- Born: 1833 Sittingbourne, Kent
- Died: 1 July 1913 (aged 79–80) Hackney, London
- Buried: Abney Park Cemetery, Stoke Newington
- Allegiance: United Kingdom
- Branch: British Army
- Rank: Private
- Unit: 9th Lancers
- Conflicts: Indian Mutiny
- Awards: Victoria Cross

= John Freeman (VC) =

English recipient of the Victoria Cross

John Freeman VC (1833 - 1 July 1913) was an English recipient of the Victoria Cross, the highest and most prestigious award for gallantry in the face of the enemy that can be awarded to British and Commonwealth forces.

==Background==
John Freeman was born in Sittingbourne, Kent in 1833. He died in Hackney, east London on 1 July 1913 and was buried in Abney Park Cemetery, Stoke Newington.

==Military career==
Freeman was approximately 25 years old, and a private in the 9th Lancers (The Queen's Royal) Regiment, British Army during the Indian Mutiny when he was awarded the VC for an act of conspicuous bravery at Agra.

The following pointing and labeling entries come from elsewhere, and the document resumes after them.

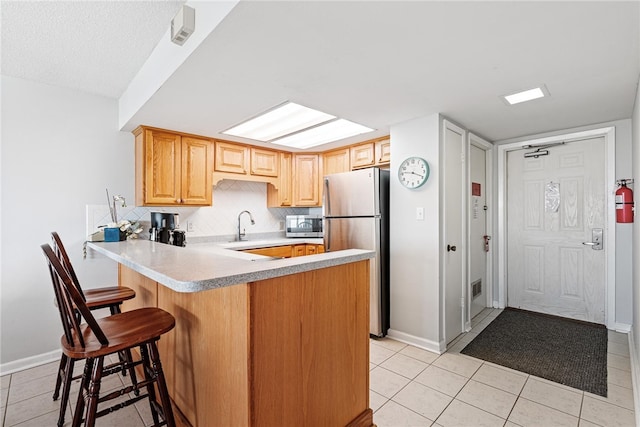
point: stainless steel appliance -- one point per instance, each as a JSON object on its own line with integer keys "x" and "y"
{"x": 303, "y": 225}
{"x": 356, "y": 216}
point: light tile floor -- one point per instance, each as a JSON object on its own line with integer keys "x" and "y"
{"x": 409, "y": 387}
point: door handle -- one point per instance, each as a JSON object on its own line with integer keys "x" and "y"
{"x": 596, "y": 239}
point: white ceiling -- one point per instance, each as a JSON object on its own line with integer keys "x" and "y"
{"x": 377, "y": 63}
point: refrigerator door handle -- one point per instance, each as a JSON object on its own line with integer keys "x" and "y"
{"x": 327, "y": 202}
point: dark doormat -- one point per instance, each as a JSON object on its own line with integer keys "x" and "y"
{"x": 565, "y": 351}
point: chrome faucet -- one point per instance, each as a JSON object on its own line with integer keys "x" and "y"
{"x": 242, "y": 235}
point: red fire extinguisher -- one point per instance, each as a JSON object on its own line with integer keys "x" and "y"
{"x": 624, "y": 202}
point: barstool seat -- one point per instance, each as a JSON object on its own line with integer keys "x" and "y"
{"x": 106, "y": 297}
{"x": 98, "y": 338}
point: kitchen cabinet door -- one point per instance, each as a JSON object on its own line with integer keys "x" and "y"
{"x": 336, "y": 161}
{"x": 172, "y": 169}
{"x": 383, "y": 151}
{"x": 362, "y": 155}
{"x": 306, "y": 180}
{"x": 197, "y": 158}
{"x": 231, "y": 158}
{"x": 281, "y": 196}
{"x": 264, "y": 162}
{"x": 161, "y": 156}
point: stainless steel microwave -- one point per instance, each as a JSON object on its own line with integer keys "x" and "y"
{"x": 303, "y": 226}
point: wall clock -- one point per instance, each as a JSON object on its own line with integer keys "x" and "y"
{"x": 413, "y": 172}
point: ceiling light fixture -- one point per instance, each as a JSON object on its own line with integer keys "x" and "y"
{"x": 282, "y": 120}
{"x": 296, "y": 126}
{"x": 322, "y": 134}
{"x": 526, "y": 95}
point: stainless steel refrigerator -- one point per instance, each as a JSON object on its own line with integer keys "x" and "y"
{"x": 356, "y": 216}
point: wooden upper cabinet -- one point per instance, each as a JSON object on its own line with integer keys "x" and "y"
{"x": 282, "y": 196}
{"x": 264, "y": 162}
{"x": 172, "y": 169}
{"x": 383, "y": 151}
{"x": 197, "y": 182}
{"x": 336, "y": 161}
{"x": 363, "y": 155}
{"x": 306, "y": 180}
{"x": 231, "y": 158}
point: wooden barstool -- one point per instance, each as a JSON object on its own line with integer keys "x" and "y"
{"x": 98, "y": 338}
{"x": 107, "y": 297}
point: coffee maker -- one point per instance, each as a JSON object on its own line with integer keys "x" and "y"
{"x": 164, "y": 229}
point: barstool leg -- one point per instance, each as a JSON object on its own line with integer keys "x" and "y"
{"x": 94, "y": 392}
{"x": 61, "y": 370}
{"x": 162, "y": 385}
{"x": 66, "y": 387}
{"x": 148, "y": 375}
{"x": 84, "y": 386}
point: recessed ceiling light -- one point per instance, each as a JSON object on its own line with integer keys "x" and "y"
{"x": 296, "y": 126}
{"x": 526, "y": 95}
{"x": 322, "y": 134}
{"x": 282, "y": 120}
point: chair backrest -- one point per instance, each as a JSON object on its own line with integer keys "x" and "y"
{"x": 70, "y": 302}
{"x": 62, "y": 255}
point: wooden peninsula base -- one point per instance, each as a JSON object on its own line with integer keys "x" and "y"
{"x": 285, "y": 351}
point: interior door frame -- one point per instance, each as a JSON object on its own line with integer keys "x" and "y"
{"x": 446, "y": 124}
{"x": 487, "y": 147}
{"x": 609, "y": 242}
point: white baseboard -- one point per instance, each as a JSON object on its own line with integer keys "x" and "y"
{"x": 29, "y": 362}
{"x": 635, "y": 375}
{"x": 622, "y": 327}
{"x": 415, "y": 341}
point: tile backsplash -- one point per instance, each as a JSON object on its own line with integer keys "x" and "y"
{"x": 229, "y": 199}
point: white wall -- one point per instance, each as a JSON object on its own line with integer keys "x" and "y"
{"x": 60, "y": 150}
{"x": 624, "y": 261}
{"x": 635, "y": 330}
{"x": 414, "y": 246}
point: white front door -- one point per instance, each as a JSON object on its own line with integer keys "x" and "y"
{"x": 453, "y": 250}
{"x": 554, "y": 205}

The despatch from Major-General Sir James Hope Grant, KCB, dated 8 April 1858 reads:

"For conspicuous gallantry on the 10th of October, 1857, at Agra, in having gone to the assistance of Lieutenant Jones, who had been shot, killing the leader of the enemy's cavalry, and defending Lieutenant Jones against several of the enemy."

In The London Gazette dated 3 August 1858, the Nominal Return of Casualties, in action, in Her Majesty's Troops at Bareilly, on 5, 6 and 7 May 1858 indicates that Freeman was "dangerously wounded".

His VC is on display in the Lord Ashcroft Gallery at the Imperial War Museum, London.